Le miasme luétique provient d’un traitement, chez soi ou ses ancêtres, qui n’a éliminé que les symptômes externes d’une syphilis sans s’attaquer à sa dimension cachée et transmissible. Ce miasme, comme les autres, ne transmet pas les symptômes primaires de la maladie, mais bien la programmation à développer un ensemble de tendances pathologiques caractéristiques. La luèse est le miasme le plus néfaste qui soit. Son action est si intense, profonde et complète que nos mécanismes de défense s’avouent impuissants à la surmonter. Les atteintes pathologiques impliquent des dégénérescences physiques, nerveuses et mentales, la destruction des tissus superficiels et profonds et des dommages irréversibles aux organes essentiels. Ce miasme provoque une dégradation fatale sur un terrain déjà miné par la psore et la sycose; il entraîne des ulcères, une destruction des cellules nerveuses, des attaques auto-immunologiques, des pathologies cardiaques, etc. Les maladies redevables à la luèse se confondent avec celles qui comblent les pages des rubriques nécrologiques: Alzheimer, sida, etc.
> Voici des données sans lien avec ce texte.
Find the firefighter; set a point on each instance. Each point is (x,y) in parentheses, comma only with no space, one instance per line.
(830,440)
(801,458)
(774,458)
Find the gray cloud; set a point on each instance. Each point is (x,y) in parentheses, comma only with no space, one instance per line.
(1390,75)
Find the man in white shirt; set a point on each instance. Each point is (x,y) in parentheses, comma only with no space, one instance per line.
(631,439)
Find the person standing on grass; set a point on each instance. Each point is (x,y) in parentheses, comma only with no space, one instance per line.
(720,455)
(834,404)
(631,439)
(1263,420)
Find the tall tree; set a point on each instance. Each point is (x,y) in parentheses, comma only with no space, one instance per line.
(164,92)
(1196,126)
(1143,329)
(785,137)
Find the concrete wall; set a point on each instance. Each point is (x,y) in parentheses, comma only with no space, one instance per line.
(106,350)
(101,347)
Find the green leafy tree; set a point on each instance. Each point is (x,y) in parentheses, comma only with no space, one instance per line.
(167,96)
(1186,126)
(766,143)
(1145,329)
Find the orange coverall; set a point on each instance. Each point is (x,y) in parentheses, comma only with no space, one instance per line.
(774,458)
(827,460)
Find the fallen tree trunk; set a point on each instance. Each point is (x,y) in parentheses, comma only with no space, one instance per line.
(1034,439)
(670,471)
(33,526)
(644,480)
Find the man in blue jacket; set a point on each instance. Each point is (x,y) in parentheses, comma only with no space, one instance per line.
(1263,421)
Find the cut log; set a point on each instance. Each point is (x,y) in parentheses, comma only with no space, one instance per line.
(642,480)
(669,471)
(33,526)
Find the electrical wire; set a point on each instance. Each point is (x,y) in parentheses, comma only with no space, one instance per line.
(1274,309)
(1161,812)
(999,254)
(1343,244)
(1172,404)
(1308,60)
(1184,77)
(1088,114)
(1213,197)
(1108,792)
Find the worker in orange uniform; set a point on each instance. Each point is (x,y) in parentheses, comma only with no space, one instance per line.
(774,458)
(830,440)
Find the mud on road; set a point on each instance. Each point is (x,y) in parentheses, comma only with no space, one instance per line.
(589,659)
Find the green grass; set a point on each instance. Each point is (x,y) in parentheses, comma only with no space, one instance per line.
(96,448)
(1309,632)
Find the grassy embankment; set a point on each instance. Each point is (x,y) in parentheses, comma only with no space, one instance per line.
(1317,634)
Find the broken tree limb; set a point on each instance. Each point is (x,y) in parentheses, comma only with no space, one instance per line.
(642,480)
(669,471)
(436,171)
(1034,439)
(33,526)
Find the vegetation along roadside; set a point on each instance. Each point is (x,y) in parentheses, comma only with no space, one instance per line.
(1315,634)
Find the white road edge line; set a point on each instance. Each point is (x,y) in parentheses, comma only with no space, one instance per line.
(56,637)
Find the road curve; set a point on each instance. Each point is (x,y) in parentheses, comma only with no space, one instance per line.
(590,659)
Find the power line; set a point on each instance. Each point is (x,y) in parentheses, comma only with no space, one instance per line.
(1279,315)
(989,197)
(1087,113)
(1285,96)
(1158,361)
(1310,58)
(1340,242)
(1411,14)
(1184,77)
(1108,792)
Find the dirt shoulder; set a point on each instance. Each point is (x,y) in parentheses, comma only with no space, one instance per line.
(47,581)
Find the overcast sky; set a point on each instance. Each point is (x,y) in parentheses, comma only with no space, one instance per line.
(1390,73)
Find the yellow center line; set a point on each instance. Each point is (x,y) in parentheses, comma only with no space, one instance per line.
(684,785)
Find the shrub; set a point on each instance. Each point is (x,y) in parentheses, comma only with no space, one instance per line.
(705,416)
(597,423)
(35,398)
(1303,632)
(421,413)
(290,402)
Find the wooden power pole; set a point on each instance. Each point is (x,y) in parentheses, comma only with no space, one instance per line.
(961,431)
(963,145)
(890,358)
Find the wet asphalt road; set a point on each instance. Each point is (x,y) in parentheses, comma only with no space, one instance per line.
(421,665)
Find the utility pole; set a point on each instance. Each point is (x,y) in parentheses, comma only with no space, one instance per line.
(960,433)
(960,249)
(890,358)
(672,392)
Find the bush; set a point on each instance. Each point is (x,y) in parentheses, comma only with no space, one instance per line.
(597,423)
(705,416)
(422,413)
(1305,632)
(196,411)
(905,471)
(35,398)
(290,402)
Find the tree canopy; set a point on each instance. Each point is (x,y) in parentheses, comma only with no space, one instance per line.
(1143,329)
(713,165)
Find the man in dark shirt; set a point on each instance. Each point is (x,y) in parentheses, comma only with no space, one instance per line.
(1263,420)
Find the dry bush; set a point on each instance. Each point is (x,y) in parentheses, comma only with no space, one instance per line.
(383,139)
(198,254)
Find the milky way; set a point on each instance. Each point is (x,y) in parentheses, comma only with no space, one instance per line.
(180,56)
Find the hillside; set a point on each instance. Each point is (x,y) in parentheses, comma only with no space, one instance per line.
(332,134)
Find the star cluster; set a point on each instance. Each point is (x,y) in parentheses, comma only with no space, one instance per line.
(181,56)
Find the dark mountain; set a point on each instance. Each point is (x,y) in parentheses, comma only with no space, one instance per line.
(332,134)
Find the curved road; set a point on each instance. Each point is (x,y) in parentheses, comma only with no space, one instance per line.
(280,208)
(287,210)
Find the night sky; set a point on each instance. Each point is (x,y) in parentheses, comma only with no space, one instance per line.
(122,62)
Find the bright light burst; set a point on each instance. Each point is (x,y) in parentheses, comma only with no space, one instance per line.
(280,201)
Le psychisme luétique est tout aussi extrême et pessimiste. Si la psore permettait de lutter et si la sycose offrait des moyens de compenser, la luèse ne présente aucune solution. Cette fois, on a la certitude que tout est perdu. Toutes les ressources sont épuisées; il n’y a plus aucun espoir, plus de but, de sens. On ne peut s’ajuster à une situation aussi tragique. Il n’y a plus de honte à cacher, plus de culpabilité, car on a perdu tout sens moral, jusqu’au souvenir de ses aspirations anciennes. Seule subsiste une impulsion violente de tout détruire, y compris soimême. Les gestes extrêmes associés à la folie, les agressions de tout ordre de même que les pulsions suicidaires sont typiquement luétiques.

MIASMES MODERNES

 Depuis Hahnemann, d’autres homéopathes ont postulé l’existence de nombreux miasmes, comme la tuberculose, le cancer ou la malaria. Ils avancent l’hypothèse de la création de miasmes modernes par l’homme, à travers l’utilisation des vaccins, des hormones synthétiques et de la radioactivité. Verrons-nous bientôt apparaître un miasme lié à la consommation d’OGM? Les dynamiques miasmatiques façonnent notre santé parce qu’elles s’inscrivent dans les profondeurs méconnues de la nature humaine. C’est à ce niveau, là où se créent les liens de cause à effet entre le corps et l’esprit, la santé et la maladie, la vie et la mort, qu’agissent les remèdes homéopathiques. Prescrits avec compétence, dans une optique anti-miasmatique, ils peuvent nous affranchir de ces chaînes morbides insoupçonnées qui accablent notre corps et freinent notre liberté.

Cet article est tiré du livre « La Médecine des femmes » de Mona Hébert, publié au Editions du Roseau (2003).